The French group CEO’s recommendations include urging European institutions to adopt a technology-neutral approach. Returning to the Volkswagen case, in fact, it would be ungenerous not to consider the impact of the green extremism adopted by the EU on the company’s performance, directing even those investment choices that have turned out to be completely unsuccessful – made perhaps to do greenwashing and clean up its image from the dieselgate scandal. Notorious, for example, is the carmaker’s involvement in Northvolt, a Swedish manufacturer of lithium-ion automotive batteries, which we discussed in this analysis. Last November, the Scandinavian start-up declared bankruptcy in the United States after accumulating more than 5 billion in debt, despite substantial funding from the European Investment Bank. Volkswagen, through an investment of over 13 billion, was its majority shareholder. The fear now is that a similar fate may befall the Wolfsburg giant’s generous contribution to Rivian, the American electric vehicle manufacturer with which Volkswagen has signed a joint venture worth around $6 billion. In view of the mood, the Cato Institute wondered last October whether the company would stay alive long enough to spend all the subsidies received from the states of Michigan, Kentucky and California. Impossible, on the other hand, to opt for more profitable and truly forward-looking investments in a context of diesel demonisation and an ideological crusade against the endothermic.

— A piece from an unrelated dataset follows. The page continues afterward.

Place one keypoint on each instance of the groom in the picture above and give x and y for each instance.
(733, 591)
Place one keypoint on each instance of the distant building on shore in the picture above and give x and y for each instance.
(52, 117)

On closer inspection, the Volkswagen case offers a unique perspective on the many overlapping reasons for the decline not only of the automotive industry, but of the entire German and European industry, of whose economic suicide we have already formulated a diagnosis. “The Rise and Decline of Nations” by Mancur Olson, one of the greatest theorists of public choice and the workings of interest groups (of which Brussels seems to have become the world capital), bears an eloquent subtitle: “economic growth, stagflation and social rigidity“: an incredibly faithful identikit of all the ills afflicting the Old Continent, for which a drastic change of course is increasingly necessary.